Каждый умирает в одиночку, стр. 73

Опять раздался бой часов.

Полночь, подумал комиссар. Все-таки дело сделано. Полночь. Хотел бы я знать, как ему нравится его покой, очень хотел бы! Считает ли он, что его опять обманули? Мразь, маленькая, скулящая мразь!

ТРЕТЬЯ ЧАСТЬ.

ИГРА ОБЕРНУЛАСЬ ПРОТИВ КВАНГЕЛЕЙ

ГЛАВА 33

Трудель Хергезель

Хергезели поехали поездом из Эркнера в Берлин. Да, уже не существовало Трудель Бауман: упорная любовь Карла победила, они поженились, и теперь, в год бедствий 1942, Трудель была на пятом месяце беременности.
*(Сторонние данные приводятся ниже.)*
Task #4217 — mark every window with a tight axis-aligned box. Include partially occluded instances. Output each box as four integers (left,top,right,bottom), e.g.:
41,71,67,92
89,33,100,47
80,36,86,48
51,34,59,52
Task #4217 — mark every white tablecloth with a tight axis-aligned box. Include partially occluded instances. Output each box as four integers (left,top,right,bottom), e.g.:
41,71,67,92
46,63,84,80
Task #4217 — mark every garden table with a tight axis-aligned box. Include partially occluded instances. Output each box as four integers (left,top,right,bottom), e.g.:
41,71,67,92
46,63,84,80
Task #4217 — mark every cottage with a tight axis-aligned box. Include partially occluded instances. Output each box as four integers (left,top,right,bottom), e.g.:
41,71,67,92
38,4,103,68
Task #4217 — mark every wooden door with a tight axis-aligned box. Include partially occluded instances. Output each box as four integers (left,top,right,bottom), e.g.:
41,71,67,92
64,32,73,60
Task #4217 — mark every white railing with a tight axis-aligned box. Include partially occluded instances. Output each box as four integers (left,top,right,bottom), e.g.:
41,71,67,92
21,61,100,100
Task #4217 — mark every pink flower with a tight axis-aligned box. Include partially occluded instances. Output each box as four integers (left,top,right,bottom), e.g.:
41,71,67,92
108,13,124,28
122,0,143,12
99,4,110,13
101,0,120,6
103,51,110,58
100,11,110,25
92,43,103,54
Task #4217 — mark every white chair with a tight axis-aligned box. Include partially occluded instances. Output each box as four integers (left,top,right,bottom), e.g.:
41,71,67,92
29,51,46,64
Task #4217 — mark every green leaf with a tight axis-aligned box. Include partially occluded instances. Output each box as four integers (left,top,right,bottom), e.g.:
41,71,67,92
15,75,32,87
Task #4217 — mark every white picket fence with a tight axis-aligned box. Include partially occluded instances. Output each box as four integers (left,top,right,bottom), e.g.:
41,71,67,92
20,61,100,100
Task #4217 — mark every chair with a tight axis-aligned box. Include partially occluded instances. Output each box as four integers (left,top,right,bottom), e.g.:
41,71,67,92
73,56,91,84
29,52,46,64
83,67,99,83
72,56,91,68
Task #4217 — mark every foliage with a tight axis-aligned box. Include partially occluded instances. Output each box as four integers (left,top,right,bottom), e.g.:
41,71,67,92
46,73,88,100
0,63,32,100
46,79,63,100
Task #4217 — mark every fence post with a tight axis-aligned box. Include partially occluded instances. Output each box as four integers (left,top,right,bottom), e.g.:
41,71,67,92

Вступив в брак, оба перестали работать на фабрике военного обмундирования; после тяжелой истории с Григолейтом и Еншем им было там не по себе. Он нанялся на химическую фабрику в Эркнере, а Трудель подрабатывала шитьем па дому. Воспоминание о поре их нелегальной деятельности вызывало в обоих чувство тайного стыда: оби они считали себя отступниками; вместе с тем, оба говорили себе, что для такой деятельности, которая требует полного отказа от своего «я», они не годятся. Теперь они жили только ради личного, домашнего счастья и заранее предвкушали радость иметь ребенка.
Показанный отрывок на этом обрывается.